3. No texto de abertura da exposição de Hugo França no Museu da Casa Brasileira, a crítica de design Adélia Borges fez as seguintes observações sobre a obra do artista:

As peças de Hugo França exercem uma espécie de magnetismo nas pessoas. Elas induzem o olhar, o toque, a proximidade do corpo. Continente seguro e sólido, nos convidam a nos aninharmos nelas. [...] Se são brutalistas, pesadas, ao mesmo tempo trazem um toque de suavidade, de gentileza. Pois é gentil o trabalho do designer frente às toras e raízes de árvores caídas ou pedaços de canoas que encontra: ele “apenas” esculpe a madeira, encontra em cada pedaço a forma que aquele pedaço quer ter (ou sugere). Assim, não descaracteriza a matéria, não faz contorcionismos com ela; limita-se à intervenção mínima suficiente para dar-lhe uma nova vida, como móvel ou como escultura.

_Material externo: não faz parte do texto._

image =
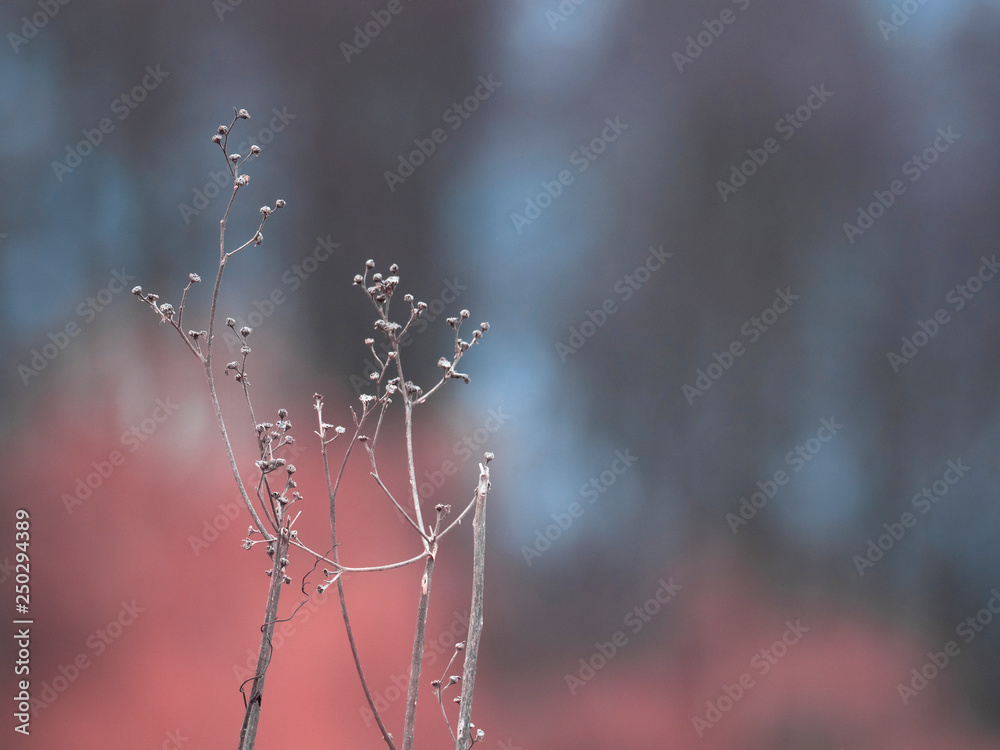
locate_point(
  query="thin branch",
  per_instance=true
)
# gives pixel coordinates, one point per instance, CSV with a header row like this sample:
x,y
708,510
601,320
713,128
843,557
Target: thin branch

BORGES, Adélia. Disponível em: . Acesso em: 30 mar. 2016.

> Segundo Adélia Borges, a obra de Hugo França traz duas características aparentemente incompatíveis: ela é pesada e gentil. Essa aproximação de opostos parece estar diretamente relacionada com o modo como o artista faz uso da sua linguagem (a matéria-prima com que trabalha). Explique essa relação.

Da imagem para o texto

4. Na literatura, a importância da linguagem, o material que compõe o texto, sobressai na obra de certos autores, como Guimarães Rosa (1908-1967). Leia um trecho escrito por ele.

[...] De primeiro, eu fazia e mexia, e pensar não pensava. Não possuía os prazos. Vivi puxando difícil de difícel, peixe vivo no moquém: quem mói no asp’ro, não fantasêia. Mas, agora, feita folga que me vem, e sem pequenos dessossegos, estou de range rede. E me inventei neste gosto, de especular ideia. O diabo existe e não existe? Dou o dito. Abrenúncio. Essas melancolias. [...]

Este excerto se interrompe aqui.